Feminist Economics
- Discipline: Feminist economics
- Language: English
- Edited by: Elissa Braunstein

Publication details
- History: 1994–present
- Publisher: Routledge
- Frequency: Quarterly
- Impact factor: 2.0 (2024)

Standard abbreviations
- ISO 4: Fem. Econ.

Indexing
- ISSN: 1354-5701
- LCCN: 99111832
- OCLC no.: 32729633

Links
- Journal homepage; Online access;

= Feminist Economics (journal) =

Feminist Economics is a peer-reviewed academic journal published by Routledge and the International Association for Feminist Economics (IAFFE) in the field of feminist economics.

According to the Journal Citation Reports, the journal had a Journal Impact Factor of 2.0 and a 5-year impact factor of 3.8 in 2024. This places it 13th out of 70 journals (Q1) in Women's Studies and 212th out of 617 journals (Q2) in Economics.

== History ==
Feminist Economics was founded in 1994 by Diana Strassman on behalf of the International Association for Feminist Economics (IAFFE).
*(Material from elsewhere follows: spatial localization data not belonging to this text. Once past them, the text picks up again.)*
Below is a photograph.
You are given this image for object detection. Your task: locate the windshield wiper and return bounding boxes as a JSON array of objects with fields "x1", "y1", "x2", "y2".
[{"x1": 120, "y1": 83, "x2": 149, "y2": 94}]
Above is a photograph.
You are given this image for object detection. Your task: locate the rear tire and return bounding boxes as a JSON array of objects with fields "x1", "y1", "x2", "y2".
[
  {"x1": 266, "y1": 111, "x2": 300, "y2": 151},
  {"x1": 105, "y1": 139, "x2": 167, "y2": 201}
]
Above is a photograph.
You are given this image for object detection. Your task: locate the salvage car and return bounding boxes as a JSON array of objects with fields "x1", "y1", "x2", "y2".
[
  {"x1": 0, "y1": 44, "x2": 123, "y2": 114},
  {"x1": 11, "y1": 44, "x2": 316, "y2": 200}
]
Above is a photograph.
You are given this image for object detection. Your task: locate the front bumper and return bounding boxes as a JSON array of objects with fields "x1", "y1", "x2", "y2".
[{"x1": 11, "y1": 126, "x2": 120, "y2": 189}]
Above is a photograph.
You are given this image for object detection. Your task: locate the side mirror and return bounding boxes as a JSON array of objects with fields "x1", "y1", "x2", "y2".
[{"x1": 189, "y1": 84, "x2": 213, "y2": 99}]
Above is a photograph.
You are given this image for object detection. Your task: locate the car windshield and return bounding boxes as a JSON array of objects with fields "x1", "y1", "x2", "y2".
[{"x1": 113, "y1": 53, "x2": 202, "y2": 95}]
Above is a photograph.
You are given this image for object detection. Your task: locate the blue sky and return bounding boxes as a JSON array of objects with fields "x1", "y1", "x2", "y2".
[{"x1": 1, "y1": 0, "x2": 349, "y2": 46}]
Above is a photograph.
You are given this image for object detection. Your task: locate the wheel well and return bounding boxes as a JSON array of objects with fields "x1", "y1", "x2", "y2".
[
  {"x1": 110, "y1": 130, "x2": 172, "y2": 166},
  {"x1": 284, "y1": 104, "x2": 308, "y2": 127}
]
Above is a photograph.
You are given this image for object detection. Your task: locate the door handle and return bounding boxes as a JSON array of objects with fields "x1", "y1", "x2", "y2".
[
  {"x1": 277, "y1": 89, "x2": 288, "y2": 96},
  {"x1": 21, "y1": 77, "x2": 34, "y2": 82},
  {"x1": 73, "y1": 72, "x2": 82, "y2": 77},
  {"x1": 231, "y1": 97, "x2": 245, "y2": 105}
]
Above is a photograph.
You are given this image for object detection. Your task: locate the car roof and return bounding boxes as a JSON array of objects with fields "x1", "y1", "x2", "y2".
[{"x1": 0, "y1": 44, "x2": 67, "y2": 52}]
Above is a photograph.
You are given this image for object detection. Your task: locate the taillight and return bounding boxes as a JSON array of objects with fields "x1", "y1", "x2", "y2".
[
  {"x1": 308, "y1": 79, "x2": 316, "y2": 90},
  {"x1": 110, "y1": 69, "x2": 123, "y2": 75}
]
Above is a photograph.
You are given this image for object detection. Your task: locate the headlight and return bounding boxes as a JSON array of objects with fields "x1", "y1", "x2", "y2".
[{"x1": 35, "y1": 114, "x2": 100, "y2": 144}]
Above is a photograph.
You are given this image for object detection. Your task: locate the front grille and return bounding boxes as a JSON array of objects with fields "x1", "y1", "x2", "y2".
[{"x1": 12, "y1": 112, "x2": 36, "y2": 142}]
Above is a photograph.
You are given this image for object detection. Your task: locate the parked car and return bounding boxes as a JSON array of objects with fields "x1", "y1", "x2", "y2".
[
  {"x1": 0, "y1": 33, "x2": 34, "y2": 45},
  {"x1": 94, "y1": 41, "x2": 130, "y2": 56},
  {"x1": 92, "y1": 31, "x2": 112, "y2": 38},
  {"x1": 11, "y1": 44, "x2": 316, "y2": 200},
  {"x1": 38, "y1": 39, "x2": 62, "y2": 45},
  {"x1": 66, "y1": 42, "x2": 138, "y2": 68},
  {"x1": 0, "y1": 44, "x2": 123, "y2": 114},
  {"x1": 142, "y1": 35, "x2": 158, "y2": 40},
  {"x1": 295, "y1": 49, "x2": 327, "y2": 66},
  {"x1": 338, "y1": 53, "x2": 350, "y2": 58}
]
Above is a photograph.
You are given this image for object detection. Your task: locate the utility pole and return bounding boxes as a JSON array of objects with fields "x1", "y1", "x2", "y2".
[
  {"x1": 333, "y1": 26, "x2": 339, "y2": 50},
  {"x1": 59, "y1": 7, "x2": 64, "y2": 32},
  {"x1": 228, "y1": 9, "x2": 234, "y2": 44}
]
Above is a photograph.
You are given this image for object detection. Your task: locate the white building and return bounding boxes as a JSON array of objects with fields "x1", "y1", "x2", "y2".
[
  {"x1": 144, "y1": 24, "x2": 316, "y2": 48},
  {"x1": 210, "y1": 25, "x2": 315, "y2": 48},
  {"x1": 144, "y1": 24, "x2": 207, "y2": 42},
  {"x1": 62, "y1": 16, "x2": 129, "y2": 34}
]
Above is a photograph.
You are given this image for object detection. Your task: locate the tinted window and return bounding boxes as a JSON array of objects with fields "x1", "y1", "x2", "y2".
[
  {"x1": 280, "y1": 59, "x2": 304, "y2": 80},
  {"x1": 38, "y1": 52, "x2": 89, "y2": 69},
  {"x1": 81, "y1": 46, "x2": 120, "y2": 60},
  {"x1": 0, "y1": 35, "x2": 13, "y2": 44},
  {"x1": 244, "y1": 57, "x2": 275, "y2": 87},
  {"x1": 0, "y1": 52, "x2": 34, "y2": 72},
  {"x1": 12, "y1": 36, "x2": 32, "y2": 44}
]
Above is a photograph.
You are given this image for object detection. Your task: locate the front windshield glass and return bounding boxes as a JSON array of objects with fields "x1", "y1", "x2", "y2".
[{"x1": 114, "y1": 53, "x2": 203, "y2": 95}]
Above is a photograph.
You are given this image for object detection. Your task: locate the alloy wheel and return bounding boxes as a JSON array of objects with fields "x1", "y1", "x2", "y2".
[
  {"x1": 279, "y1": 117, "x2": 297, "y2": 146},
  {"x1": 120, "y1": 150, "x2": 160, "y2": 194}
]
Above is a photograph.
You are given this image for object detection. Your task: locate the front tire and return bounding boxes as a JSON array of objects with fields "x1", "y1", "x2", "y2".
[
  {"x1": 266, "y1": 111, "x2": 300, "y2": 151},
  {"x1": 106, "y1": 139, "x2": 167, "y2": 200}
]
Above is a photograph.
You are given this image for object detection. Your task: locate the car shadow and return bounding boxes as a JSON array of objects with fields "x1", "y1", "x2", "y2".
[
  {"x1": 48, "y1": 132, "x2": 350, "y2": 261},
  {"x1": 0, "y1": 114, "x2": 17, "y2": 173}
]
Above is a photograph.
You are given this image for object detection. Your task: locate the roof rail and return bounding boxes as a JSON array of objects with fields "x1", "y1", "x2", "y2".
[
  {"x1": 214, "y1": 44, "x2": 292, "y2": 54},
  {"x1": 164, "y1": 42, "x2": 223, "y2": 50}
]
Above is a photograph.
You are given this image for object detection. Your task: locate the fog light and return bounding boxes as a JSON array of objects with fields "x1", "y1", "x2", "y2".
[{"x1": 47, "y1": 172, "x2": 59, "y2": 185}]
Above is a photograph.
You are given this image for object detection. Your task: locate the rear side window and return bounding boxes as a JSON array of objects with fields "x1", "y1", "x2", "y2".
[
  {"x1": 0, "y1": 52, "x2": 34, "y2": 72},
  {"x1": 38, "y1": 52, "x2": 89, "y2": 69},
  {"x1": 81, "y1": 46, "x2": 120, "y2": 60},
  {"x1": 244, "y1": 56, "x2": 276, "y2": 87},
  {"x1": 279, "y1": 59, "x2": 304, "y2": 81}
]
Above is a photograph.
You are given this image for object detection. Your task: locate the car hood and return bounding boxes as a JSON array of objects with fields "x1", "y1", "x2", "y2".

The first issue was published in 1995. Feminist Economics was voted as the "Best New Journal" by the Council of Editors of Learned Journals in 1997.

Founding Editor Diana Strassman (Rice University) was joined by Editor Günseli Berik (University of Utah) in 2010, who served until 2017.
Elissa Braunstein (Colorado State University) became Co-Editor of Feminist Economics in 2017, taking over as Editor in 2020.